As agreed with the customer, Servionica fixes performance indicators of individual components of the cloud platform in the SLA of each project. In addition, the agreement specifies how to measure these indicators and the frequency of measurements. “Any operator can write“ guaranteed 100,500 OPs per 1 GB of disk space ”, but not everyone is able to prove that this criterion is met. We are for the most transparent relationship between the cloud platform operator and its consumer, ”emphasizes Vitaly Mzokov. The performance of virtual machines and storage systems is determined in the Servionica SLA by IOPS and Latency.

As Maxim Zakharenko told, general manager service provider "Oblakoteka", in the contracts they conclude, peak performance indicators are regulated in such a way that the load of the input-output and network bandwidth does not exceed 80%. Monitoring is carried out using the Microsoft SCOM system. He notes that for different systems various indicators are important: for websites - response time, for placing IT infrastructures - indicators of peak CPU, memory, virtual network, etc. The company also includes guaranteed backup parameters, methods and terms of provision and storage in its SLA user data ("Honest parting").

CROSS-CUT SLA

No matter how high the reliability of the IaaS platform itself, located in a fault-tolerant data center, the access channels to this platform can become a bottleneck for the customer. The good news is that many of the providers we interviewed have end-to-end SLAs that span both the IaaS service itself and the access channels. Moreover, according to them, at correct organization and channel redundancy, the level of communication availability is not lower than that of the SLA platform, and therefore this important characteristic does not decrease in end-to-end SLAs.

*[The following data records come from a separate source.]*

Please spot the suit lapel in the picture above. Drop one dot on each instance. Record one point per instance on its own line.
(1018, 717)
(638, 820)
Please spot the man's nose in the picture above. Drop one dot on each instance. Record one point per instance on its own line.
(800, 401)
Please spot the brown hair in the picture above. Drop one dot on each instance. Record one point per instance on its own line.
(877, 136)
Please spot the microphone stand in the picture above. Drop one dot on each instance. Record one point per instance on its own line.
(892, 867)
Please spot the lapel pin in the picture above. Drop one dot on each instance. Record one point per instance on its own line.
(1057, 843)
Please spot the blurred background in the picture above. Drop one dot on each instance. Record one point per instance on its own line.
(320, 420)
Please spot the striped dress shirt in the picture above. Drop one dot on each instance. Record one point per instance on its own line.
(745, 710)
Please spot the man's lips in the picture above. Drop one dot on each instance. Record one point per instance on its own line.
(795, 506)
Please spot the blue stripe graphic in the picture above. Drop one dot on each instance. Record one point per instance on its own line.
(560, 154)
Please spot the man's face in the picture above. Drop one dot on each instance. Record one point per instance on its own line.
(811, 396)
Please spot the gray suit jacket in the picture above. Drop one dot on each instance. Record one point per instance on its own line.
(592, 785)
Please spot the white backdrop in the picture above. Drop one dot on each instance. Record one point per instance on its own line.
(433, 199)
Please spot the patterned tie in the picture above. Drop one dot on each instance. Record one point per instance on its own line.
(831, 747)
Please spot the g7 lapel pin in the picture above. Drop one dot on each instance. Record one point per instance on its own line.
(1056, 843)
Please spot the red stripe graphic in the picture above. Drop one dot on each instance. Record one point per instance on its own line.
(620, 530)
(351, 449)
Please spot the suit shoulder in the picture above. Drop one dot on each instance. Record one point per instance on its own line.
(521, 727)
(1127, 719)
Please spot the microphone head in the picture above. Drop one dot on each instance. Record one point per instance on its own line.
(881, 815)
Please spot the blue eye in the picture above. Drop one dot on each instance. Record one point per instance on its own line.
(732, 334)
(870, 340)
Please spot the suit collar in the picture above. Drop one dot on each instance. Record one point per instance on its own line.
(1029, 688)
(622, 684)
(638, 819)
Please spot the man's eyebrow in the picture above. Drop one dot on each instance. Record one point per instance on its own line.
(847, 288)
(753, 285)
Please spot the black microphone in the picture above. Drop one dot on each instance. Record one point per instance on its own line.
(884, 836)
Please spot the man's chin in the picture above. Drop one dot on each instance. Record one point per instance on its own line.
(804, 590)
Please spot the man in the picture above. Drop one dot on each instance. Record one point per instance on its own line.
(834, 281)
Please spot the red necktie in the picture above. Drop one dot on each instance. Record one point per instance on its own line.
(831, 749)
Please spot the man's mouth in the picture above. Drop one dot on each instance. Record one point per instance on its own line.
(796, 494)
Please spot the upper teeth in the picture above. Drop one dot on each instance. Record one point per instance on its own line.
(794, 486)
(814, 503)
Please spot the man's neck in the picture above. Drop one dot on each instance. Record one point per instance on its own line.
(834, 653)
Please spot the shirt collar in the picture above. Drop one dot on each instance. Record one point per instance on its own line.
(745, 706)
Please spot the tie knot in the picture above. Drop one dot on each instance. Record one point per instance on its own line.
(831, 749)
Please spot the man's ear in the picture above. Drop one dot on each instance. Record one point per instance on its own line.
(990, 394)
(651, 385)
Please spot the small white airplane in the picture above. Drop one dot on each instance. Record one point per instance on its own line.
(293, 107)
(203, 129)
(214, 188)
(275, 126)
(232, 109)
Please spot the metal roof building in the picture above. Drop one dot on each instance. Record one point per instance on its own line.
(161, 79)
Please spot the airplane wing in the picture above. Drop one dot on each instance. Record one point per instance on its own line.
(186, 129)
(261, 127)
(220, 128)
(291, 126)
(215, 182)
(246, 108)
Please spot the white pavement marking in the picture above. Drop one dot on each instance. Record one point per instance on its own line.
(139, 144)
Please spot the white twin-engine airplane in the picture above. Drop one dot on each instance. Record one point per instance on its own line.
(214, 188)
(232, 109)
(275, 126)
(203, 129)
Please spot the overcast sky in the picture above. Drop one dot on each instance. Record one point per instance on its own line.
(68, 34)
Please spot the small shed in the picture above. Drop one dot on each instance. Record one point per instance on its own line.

However, as Vsevolod Egupov notes, reducing or maintaining the level of availability depends on the way the communication channels are organized - if the channel is reserved, the availability does not deteriorate. Otherwise, the availability level in the end-to-end SLA is reduced to the channel availability level. T-Systems RUS has its own network of data centers located around the world. Serving Russian customers is mainly carried out from data centers located in Germany and Austria. The company has signed an SLA with Rostelecom, Beeline, and cooperates with other telecom operators.

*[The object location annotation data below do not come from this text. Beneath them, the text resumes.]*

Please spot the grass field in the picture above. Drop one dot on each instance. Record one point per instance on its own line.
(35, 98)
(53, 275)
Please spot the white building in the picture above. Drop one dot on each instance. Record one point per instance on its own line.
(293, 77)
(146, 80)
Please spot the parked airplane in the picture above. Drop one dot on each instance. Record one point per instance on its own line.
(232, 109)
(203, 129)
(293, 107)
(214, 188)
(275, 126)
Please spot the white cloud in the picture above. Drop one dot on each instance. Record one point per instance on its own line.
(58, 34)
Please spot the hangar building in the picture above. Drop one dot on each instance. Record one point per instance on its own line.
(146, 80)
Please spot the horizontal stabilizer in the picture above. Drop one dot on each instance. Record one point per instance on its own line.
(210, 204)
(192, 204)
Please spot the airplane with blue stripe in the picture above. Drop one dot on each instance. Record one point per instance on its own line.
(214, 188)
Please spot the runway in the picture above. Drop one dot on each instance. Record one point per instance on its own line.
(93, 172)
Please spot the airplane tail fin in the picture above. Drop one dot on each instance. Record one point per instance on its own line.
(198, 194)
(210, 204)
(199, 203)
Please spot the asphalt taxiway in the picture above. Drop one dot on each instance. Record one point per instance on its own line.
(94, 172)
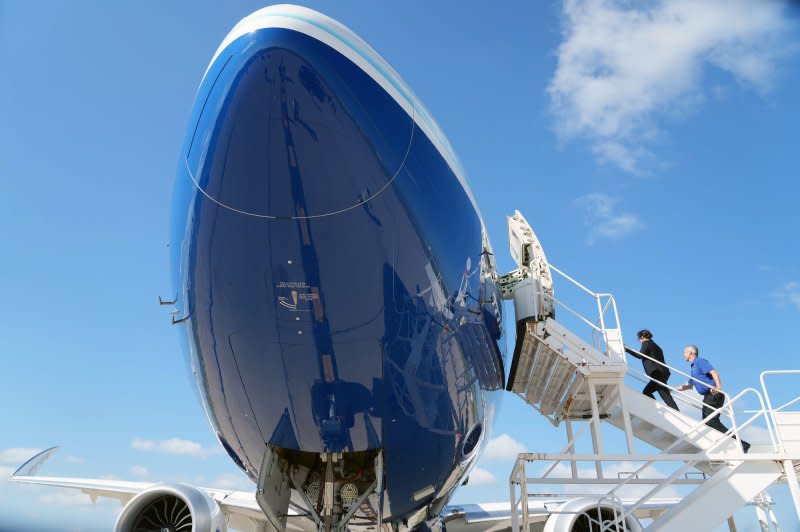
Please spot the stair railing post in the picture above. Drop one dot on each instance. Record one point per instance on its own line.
(626, 420)
(597, 441)
(526, 526)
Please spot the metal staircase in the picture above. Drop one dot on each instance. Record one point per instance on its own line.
(581, 378)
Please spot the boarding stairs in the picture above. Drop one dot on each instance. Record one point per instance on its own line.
(570, 378)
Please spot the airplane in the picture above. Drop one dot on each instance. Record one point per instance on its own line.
(334, 287)
(338, 299)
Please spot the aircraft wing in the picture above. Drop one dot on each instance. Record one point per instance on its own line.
(240, 507)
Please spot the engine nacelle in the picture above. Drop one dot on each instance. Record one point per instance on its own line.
(172, 507)
(581, 515)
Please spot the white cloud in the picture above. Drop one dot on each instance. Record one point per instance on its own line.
(173, 446)
(139, 471)
(790, 292)
(622, 65)
(17, 455)
(604, 220)
(481, 477)
(503, 447)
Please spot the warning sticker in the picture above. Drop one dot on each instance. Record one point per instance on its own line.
(297, 296)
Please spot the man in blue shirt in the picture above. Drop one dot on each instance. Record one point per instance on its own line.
(709, 386)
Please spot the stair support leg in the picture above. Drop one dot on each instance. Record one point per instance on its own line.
(571, 449)
(791, 479)
(626, 420)
(597, 440)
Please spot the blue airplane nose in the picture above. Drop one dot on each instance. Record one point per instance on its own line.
(283, 136)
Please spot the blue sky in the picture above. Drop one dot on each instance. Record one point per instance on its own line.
(653, 148)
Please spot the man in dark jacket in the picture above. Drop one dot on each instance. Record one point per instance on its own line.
(658, 373)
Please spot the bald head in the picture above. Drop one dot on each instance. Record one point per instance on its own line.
(690, 352)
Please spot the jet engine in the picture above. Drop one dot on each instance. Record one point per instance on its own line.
(583, 515)
(172, 507)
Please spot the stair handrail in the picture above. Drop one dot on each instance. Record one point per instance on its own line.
(704, 454)
(602, 309)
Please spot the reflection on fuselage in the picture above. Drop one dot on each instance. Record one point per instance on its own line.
(320, 244)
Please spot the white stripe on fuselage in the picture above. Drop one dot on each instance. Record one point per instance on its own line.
(347, 43)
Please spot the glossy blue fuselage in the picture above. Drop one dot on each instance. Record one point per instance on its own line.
(333, 271)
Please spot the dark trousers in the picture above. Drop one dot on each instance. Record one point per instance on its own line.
(712, 402)
(656, 384)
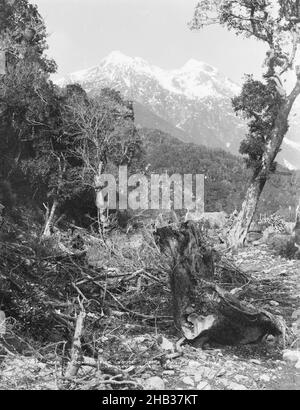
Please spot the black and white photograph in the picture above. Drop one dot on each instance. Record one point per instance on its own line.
(149, 198)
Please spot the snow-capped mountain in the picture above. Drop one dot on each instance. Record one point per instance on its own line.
(192, 103)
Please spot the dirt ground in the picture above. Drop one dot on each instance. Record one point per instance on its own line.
(275, 286)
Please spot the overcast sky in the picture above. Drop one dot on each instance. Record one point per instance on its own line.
(82, 32)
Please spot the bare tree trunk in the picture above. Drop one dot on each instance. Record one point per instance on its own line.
(103, 222)
(297, 228)
(50, 214)
(239, 232)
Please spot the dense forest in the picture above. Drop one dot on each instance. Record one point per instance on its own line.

Those IaaS service providers that are also carriers are taking advantage of this advantage. Thus, being an international telecom operator, Orange Business Services practices the conclusion of end-to-end SLA covering IaaS and telecom services. The availability level in such SLA is 99.95%. But, as Dmitry Dorodnykh explains, this characteristic depends on the geographic location of the client - for example, in the Central region this level is higher than beyond the Urals and in Siberia. The last mile may have its own SLA parameters. The schemes and mechanisms for controlling SLA on communication channels have already been worked out for decades, so the issue of monitoring is not a problem for Orange Business Services.

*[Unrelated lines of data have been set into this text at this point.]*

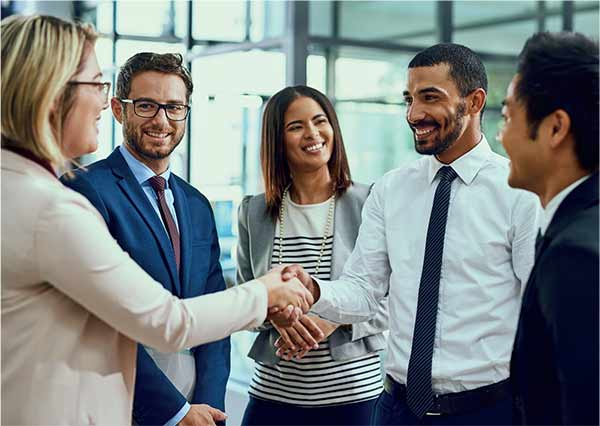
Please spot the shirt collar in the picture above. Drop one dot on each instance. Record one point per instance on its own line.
(555, 202)
(466, 166)
(142, 172)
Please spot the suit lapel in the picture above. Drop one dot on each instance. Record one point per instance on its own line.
(185, 228)
(133, 190)
(262, 231)
(342, 237)
(584, 196)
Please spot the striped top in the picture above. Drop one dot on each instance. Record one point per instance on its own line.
(315, 380)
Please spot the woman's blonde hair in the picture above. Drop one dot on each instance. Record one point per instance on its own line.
(40, 54)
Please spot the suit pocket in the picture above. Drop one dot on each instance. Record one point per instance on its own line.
(201, 258)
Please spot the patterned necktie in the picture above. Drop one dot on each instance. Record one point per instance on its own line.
(538, 241)
(419, 395)
(159, 183)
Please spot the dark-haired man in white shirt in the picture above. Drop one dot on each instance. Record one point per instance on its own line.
(453, 245)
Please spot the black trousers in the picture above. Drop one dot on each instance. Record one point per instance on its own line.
(394, 411)
(261, 413)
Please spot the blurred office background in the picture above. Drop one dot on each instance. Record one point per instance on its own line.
(242, 52)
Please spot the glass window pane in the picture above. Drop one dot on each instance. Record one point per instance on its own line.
(399, 21)
(553, 23)
(381, 75)
(499, 76)
(104, 47)
(501, 39)
(267, 19)
(316, 72)
(217, 20)
(376, 137)
(104, 17)
(320, 15)
(181, 18)
(492, 123)
(145, 18)
(255, 72)
(469, 12)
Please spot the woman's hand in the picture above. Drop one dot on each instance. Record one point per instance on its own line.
(297, 340)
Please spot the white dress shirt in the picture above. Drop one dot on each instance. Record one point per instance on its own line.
(552, 206)
(488, 254)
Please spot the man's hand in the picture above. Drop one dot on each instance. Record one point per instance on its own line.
(297, 271)
(288, 299)
(293, 342)
(202, 415)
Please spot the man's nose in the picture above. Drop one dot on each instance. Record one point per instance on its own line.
(414, 113)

As Vitaly Slizen notes, Inoventica has its own backbone communication channels and a geographically distributed network of data centers, which makes it possible to implement geoclusters. This allows you to maintain data and service performance even in the event of physical destruction of one of the data centers. According to him, Inoventica is “the only company on Russian market providing the full chain of services "Data Center - Channel - Service - Client (AWS)" in accordance with the SLA, which is the minimum forround trip delay less than 10 ms and almost zero packet loss. " Currently, the comprehensive Inoventica solution is available to customers in five federal districts of the Russian Federation.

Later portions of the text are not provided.